In early 2001, indigenous WPVs were eliminated from DRC, but starting in 2006 and continuing through 2011, WPV was imported into DRC from Angola several times. During 2010−2011 in DRC, 2 genetic clusters of the Southeast Asian PV1 genotype circulated; this genotype was imported twice from India to Angola and subsequently to DRC. Since December 2011, no cases of infection with WPV have been detected in DRC (19).
Monovalent OPV types 1 and 3 and bivalent OPV effectively induce immunity because of a lack of interference by the type 2 component (20). Reliance on monovalent OPV1, monovalent OPV3, and bivalent OPV in supplemental vaccination activities has contributed to the emergence of VDPV2. These alternative OPV formulations are more effective than trivalent OPV at inducing higher levels of population immunity to WPV1 and WPV3 because there is no interference from the type 2 OPV strain. No type 2–specific immunity is induced. To maintain population immunity to type 2 PV, the World Health Organization (WHO) recommends 2 doses of trivalent OPV each year.

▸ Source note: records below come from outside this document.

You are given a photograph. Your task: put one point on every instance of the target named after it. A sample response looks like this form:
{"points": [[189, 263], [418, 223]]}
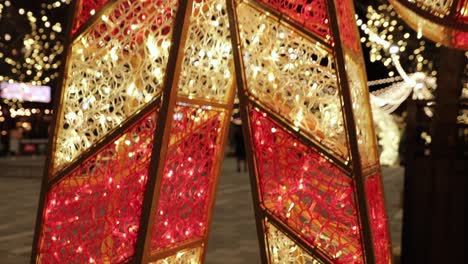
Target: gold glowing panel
{"points": [[433, 31], [292, 75], [206, 71], [186, 256], [113, 71], [361, 109], [282, 250]]}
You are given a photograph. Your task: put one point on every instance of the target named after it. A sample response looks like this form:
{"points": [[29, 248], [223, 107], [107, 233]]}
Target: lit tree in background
{"points": [[408, 69], [31, 41]]}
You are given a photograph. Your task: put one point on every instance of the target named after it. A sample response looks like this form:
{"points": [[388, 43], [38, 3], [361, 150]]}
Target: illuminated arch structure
{"points": [[442, 21], [141, 122]]}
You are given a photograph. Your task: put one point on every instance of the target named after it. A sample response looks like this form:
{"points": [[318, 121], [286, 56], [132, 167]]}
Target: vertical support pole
{"points": [[350, 121], [243, 101], [436, 183], [45, 185], [161, 136]]}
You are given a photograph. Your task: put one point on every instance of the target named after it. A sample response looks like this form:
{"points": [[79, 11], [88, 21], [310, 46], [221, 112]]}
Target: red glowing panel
{"points": [[187, 185], [378, 219], [86, 9], [347, 23], [311, 14], [307, 192], [92, 215], [460, 39], [462, 12]]}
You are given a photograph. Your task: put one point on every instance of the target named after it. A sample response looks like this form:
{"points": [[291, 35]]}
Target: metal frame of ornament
{"points": [[167, 101], [440, 28]]}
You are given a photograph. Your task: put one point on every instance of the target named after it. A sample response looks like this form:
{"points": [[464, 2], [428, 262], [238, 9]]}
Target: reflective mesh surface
{"points": [[92, 215], [207, 65], [311, 14], [309, 193], [283, 250], [114, 70], [187, 185], [188, 256], [293, 76]]}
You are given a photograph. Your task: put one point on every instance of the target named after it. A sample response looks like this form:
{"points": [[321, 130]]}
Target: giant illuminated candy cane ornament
{"points": [[141, 120]]}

We describe the genetic characterization of circulating VDPV2 associated with outbreaks in DRC. During 2004–2011, the same time that extensive circulating VDPV transmission occurred in Nigeria, VDPV2 excretion was found for 70 children with acute flaccid paralysis (10,11). The close genetic relationships among many of the viruses provide evidence for circulation in several regions of DRC.